If you want to use GPT or other LLM’s for complex math and physics, you will have to help the model by telling it the correct answer.
Very true, but the internet is not necessarily wrong, there’s this scientific phenomenon called “wisdom of the crowd” meaning if you increase the number of people guessing then you’ll get closer to the actual result.
In this case we also told GPT that “everything flies forward”, which is generally true, the ballon only goes the other way because it’s filled with helium.
I’ve done a similar experiment with a helium balloon on a train and can confirm that it moves the opposite way of everything else
I have seen a few examples of how to prompt for complex math word problems using GPT on the openai cookbook GitHub, which is a repository of useful tips and tricks for working with GPT models. You can find it here: GitHub - openai/openai-cookbook: Examples and guides for using the OpenAI API. One thing I learned from there is that you need to be very specific and clear when asking GPT to solve math problems, and use proper symbols and units. For example, if you want to calculate the force of gravity between two objects, you could prompt GPT like this:
Calculate the force of gravity between two objects with masses m1 = 10 kg and m2 = 5 kg, separated by a distance of r = 2 m. Use the universal gravitational constant G = 6.67 x 10^-11 N m^2 / kg^2.
One interesting thing to explore that I started playing with is instead of asking these complex questions, you can get GPT to create simulations for your data sets, and then use the specific model to generate the answers. For example, if you have a data set of measurements of the position and velocity of a projectile over time, you can get GPT to fit a quadratic function to the data and then use that function to predict the maximum height, range, and time of flight of the projectile. I have been using the GPT-3 model for this purpose, but you could also try other models like GPT-J or GPT-Neo. This way, you can avoid the problem of unit conversion and loss of decimal places that sometimes occurs in physics based mathematical problems.
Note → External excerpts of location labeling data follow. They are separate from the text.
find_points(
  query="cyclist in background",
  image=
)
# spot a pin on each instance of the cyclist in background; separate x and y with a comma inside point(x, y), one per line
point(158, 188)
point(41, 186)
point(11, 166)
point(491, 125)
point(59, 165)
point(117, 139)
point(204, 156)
It’s definitely true that you can prompt GPT in a different way to produce the more mathematical looking results, but they’re still generated on the basis of being the most probable response, not through physical or mathematical reasoning. In your example you mentioned that:
When you have GPT create simulations for you it’s not doing the actual math, it’s either guessing or writing code that you can run to calculate the answer.
The simulations GPT writes can be hit and miss, I’ve had it create 10 simulations of the collapse of a quantum wave function. I included the exact equations in Tex format.
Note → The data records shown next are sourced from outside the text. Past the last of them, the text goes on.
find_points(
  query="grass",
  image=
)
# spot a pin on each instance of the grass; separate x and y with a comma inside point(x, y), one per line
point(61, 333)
Only one of these simulations actually gave the correct results, all the other just looked correct at a glance.
Sorta like MMO Pong. But what if the real pong ball was infrared and you needed special goggles to see it? That’s what happens sometimes, the crowd doesn’t know. Especially anything technical or science related. Which is why GPT sucks at math or physics, and needs a legit plugin to even be reasonable in these areas!
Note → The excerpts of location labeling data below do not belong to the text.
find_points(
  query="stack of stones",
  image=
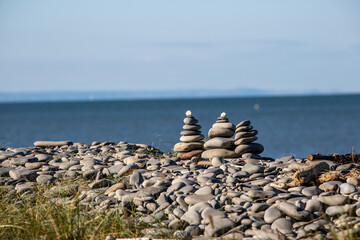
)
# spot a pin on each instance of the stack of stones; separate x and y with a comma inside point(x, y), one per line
point(220, 144)
point(191, 144)
point(244, 140)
I think so, if the neural network structure was improved. Right now it is based on probabilities of words following previous words. So it’s not that smart. But what if the information was a set of facts, represented in a graph, where the edges connect other facts to one another in some logical manner. This would be an example of “reasoning”, maybe?
This is what graph based machine learning is. There are no doubt other powerful forms, but the words cannot simply be probabilities, like it is with most of these big LLM’s, there needs to be some logic.
I did some further digging on the wolfram plugin (the /.well-known directory is publicly available)
So while I’m not able to test the wolfram plugin, I can still see roughly how it works.
It’s really interesting because GPT is actually in charge of formulating the problem in a way that the wolfram API can understand. So i decided to test GPT’s ability to do this with the prompt.
What is the optimal power of a tumble dryer? Let’s think step by step.
In this example GPT correctly identifies that the first step is to identify the physical quantities related to the problem, but fails to do this properly, it identifies the volume of the drum and drying time as being relevant and formulates it’s equation based on that.
Wolfram won’t be able to solve this one correctly since GPT (both 3.5 and 4) formulates the problem using the wrong input parameters.